November 2, 2002
4:01 PM   Subscribe

Butterfly farming, whether it's to provide live, captive-bred butterflies or framed insects, is a way for people to generate income by nurturing rainforest habitat rather than cutting it down. It's happening in places like Costa Rica, the Philippines and Papua New Guinea. But you can also raise butterflies yourself.
posted by mcwetboy (6 comments total)
 
[this is so good!] And you know I clicked on that button before I even clicked on the links. Now this is MetaFilter at it's best--bravo, mcwetboy.
posted by y2karl at 4:11 PM on November 2, 2002


All the things you said are 100% true mcwetboy. I would do it just for the thrill of putting "Butterfly Farmer" on my tax return.
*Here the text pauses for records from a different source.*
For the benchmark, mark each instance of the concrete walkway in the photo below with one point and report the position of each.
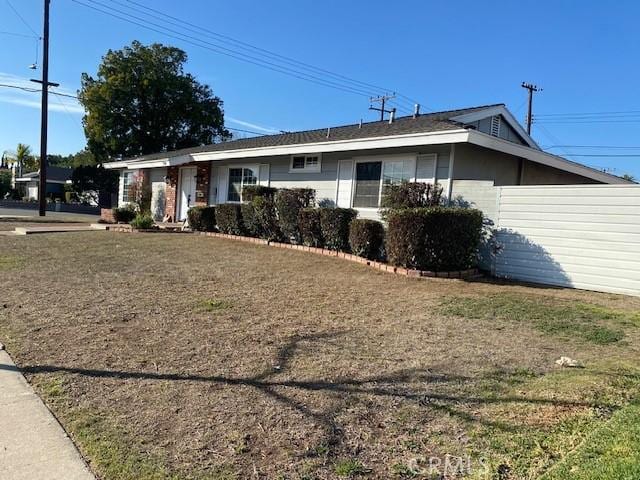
(33, 445)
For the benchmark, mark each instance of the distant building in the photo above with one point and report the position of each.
(57, 177)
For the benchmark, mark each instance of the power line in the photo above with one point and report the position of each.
(262, 134)
(587, 113)
(21, 18)
(613, 155)
(593, 146)
(574, 122)
(37, 90)
(220, 50)
(247, 46)
(23, 35)
(244, 45)
(338, 81)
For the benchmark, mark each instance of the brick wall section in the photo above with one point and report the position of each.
(171, 192)
(202, 185)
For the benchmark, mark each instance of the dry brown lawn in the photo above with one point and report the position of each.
(180, 356)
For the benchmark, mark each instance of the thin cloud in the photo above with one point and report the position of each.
(30, 99)
(252, 125)
(54, 107)
(23, 82)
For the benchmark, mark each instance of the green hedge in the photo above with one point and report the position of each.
(260, 219)
(229, 219)
(366, 238)
(202, 218)
(309, 225)
(249, 192)
(410, 195)
(288, 203)
(143, 221)
(334, 224)
(437, 238)
(124, 214)
(250, 220)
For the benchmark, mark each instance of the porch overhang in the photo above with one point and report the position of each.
(443, 137)
(134, 164)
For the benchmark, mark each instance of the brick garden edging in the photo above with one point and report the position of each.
(384, 267)
(126, 228)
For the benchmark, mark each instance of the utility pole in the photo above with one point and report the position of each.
(42, 193)
(382, 99)
(532, 88)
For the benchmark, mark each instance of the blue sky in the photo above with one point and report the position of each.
(445, 54)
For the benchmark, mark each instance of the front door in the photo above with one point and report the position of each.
(187, 190)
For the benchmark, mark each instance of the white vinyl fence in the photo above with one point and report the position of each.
(581, 236)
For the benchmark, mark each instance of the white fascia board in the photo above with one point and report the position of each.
(135, 164)
(116, 165)
(409, 140)
(160, 162)
(498, 110)
(538, 156)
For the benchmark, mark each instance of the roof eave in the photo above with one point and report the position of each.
(538, 156)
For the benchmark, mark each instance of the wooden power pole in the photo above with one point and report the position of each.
(382, 99)
(532, 88)
(42, 193)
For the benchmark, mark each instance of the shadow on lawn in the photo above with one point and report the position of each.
(394, 385)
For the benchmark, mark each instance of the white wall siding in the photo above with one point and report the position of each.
(426, 168)
(345, 183)
(158, 191)
(480, 194)
(584, 236)
(323, 182)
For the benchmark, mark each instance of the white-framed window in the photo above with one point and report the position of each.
(239, 176)
(372, 177)
(127, 181)
(305, 163)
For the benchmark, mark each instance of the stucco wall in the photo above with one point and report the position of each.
(536, 174)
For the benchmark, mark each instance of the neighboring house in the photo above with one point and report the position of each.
(467, 151)
(57, 177)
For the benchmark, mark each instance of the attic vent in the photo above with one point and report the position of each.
(495, 125)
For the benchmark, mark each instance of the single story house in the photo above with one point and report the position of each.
(466, 151)
(57, 177)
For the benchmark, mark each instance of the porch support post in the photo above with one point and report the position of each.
(171, 192)
(202, 183)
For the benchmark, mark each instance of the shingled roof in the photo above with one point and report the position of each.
(424, 123)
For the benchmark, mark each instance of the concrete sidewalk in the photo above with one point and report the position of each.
(33, 445)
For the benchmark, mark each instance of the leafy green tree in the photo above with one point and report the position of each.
(142, 102)
(82, 158)
(27, 162)
(94, 178)
(5, 183)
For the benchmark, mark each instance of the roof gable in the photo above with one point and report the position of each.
(494, 110)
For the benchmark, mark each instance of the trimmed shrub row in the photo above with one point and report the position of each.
(420, 234)
(202, 219)
(437, 238)
(289, 202)
(229, 219)
(366, 238)
(124, 214)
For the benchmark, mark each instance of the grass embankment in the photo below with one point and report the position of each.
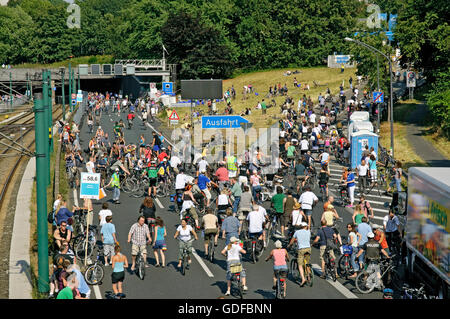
(262, 80)
(93, 59)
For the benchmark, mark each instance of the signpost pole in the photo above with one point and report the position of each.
(70, 89)
(378, 89)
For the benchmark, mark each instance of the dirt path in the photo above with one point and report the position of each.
(422, 147)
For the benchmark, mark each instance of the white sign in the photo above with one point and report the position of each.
(90, 185)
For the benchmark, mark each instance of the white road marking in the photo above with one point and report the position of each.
(336, 284)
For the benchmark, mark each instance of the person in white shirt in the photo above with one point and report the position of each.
(103, 213)
(233, 252)
(90, 166)
(180, 181)
(308, 199)
(297, 215)
(361, 172)
(202, 165)
(256, 220)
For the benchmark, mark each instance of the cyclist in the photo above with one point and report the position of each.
(372, 250)
(62, 234)
(277, 203)
(308, 199)
(183, 233)
(324, 234)
(324, 175)
(303, 238)
(115, 183)
(280, 256)
(130, 118)
(137, 235)
(148, 210)
(152, 173)
(188, 204)
(233, 253)
(210, 225)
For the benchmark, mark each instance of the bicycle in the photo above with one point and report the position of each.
(344, 263)
(184, 258)
(79, 244)
(94, 273)
(211, 248)
(415, 293)
(280, 283)
(307, 268)
(235, 270)
(140, 262)
(330, 266)
(257, 248)
(367, 280)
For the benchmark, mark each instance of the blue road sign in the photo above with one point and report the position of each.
(378, 97)
(219, 121)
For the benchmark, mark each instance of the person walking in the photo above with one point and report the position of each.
(184, 234)
(160, 243)
(119, 263)
(137, 235)
(280, 256)
(115, 183)
(233, 253)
On viewing that in print, doesn't that sound like a name for a ca. 1967 garage band or something?
posted by jonmc at 5:11 PM on November 2, 2002


someone should do it here. at the moment we can't have the back door open or caterpillars start walking through the house - we counted forty in half a square metre on the patio a couple of days ago. still, they're pretty - weird spikey hair like pine trees upside down and red and yellow dots. do all caterpillars turn into butterflies/moths or are some just like ordinary bugs? maybe this sounds like stupid question - i just assumed they all did, but my partner claims not. maybe she just didn't read the right book.
posted by andrew cooke at 5:50 PM on November 2, 2002


Actually, I used to work in a pet store - in the Fish and Reptile section of all things. And one of the strange things I found out while working there is that silkworms (those big white moth larvae that make the silk you wear) don't exist in nature anymore. In fact, they can't even breed in the wild - they die from bacterial infection. The only way they survive is through humans growing, feeding and breeding them.

Also, when they make silk, you have to pick out the faeces by hand before you weave it. Since then, it's always been a bit hard to be impressed by a dress that used to be smeared with worm shit.
posted by Pseudoephedrine at 5:51 PM on November 2, 2002


Pseudo, it may be true that the domesticated silkworm doesn't exist in nature -- no more than the domesticated dairy cow. That doesn't make it a completely separate species from wild varieties, though, and there certainly are wild varieties. It's only been cultivated by humans for perhaps 4000 years.

(The one type of shit I can't get over is the type found in crustaceans like shrimp. I can enjoy the shrimp, but ick.)

And yes, all caterpillars are larval moths and butterflies.

The part about this butterfly project that gives me pause is that not all species are that ubiquitous. Isn't it true that Monarch butterflies return to the same small patch of Mexican rainforest generation after generation? Wouldn't butterfly "farming" run into the same kinds of problems it took to establish separate flocks of whooping cranes? In a sense, the butterflies that may be cultivated this way perhaps don't need the help.
posted by dhartung at 6:19 PM on November 2, 2002


andrew cooke: still, they're pretty - weird spikey hair like pine trees upside down and red and yellow dots.

That sounds like a swarm of Io caterpillars, and trust me, you don't want to be anywhere near them.

You see Aliens, there that thing spurts acid blood onto the guy's face? Yeah, it's like that.